# Statistical Significance

Statistical significance is based on a few simple concepts: hypothesis testing, normal distribution and p-value.

The first issue we will discuss is hypothesis testing, a technique that uses data to assess theory. A "hypothesis" is a researcher's initial conjecture about the pre-study situation. This initial theory is referred to as the alternative hypothesis, while the opposite theory is referred to as the null hypothesis.

The testing component of hypothesis testing allows us to determine which hypothesis, the null hypothesis or the alternative hypothesis, is better supported by the evidence. In many hypothesis tests, a method called the z-test is used.

The p-value is the probability of observing an outcome that is at least as extreme as the measured outcome when the null hypothesis is true. The lower the p-value, the more meaningful the result is, as it is less likely to be caused by noise.

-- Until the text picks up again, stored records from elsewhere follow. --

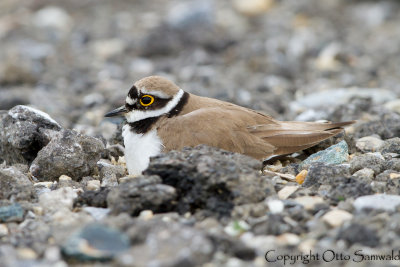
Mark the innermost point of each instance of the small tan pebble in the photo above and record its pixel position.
(309, 202)
(252, 7)
(336, 218)
(93, 185)
(369, 143)
(146, 215)
(126, 179)
(26, 254)
(285, 192)
(38, 210)
(288, 239)
(366, 172)
(3, 230)
(394, 175)
(121, 160)
(307, 245)
(43, 184)
(275, 167)
(301, 176)
(275, 206)
(64, 178)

Whether the results are statistically significant depends on the significance p-value (called alpha) established before starting the experiment. If the observed p-value is less than alpha, the result is statistically significant. The alpha needs to be chosen before the study because if after the study, one can choose a number to prove that the results are significant, regardless of what the data show!

The choice of α depends on the situation and the field of study, but the most commonly used value is 0.05, which corresponds to a 5% probability that the result is a random occurrence. In usual statistics, the commonly used value is between 0.1 and 0.001. As an extreme example, the physicist who discovered the Higgs boson particle used an alpha value of 0.0000003, or a probability of only 1 in 3.5 million that the particle was discovered due to noise.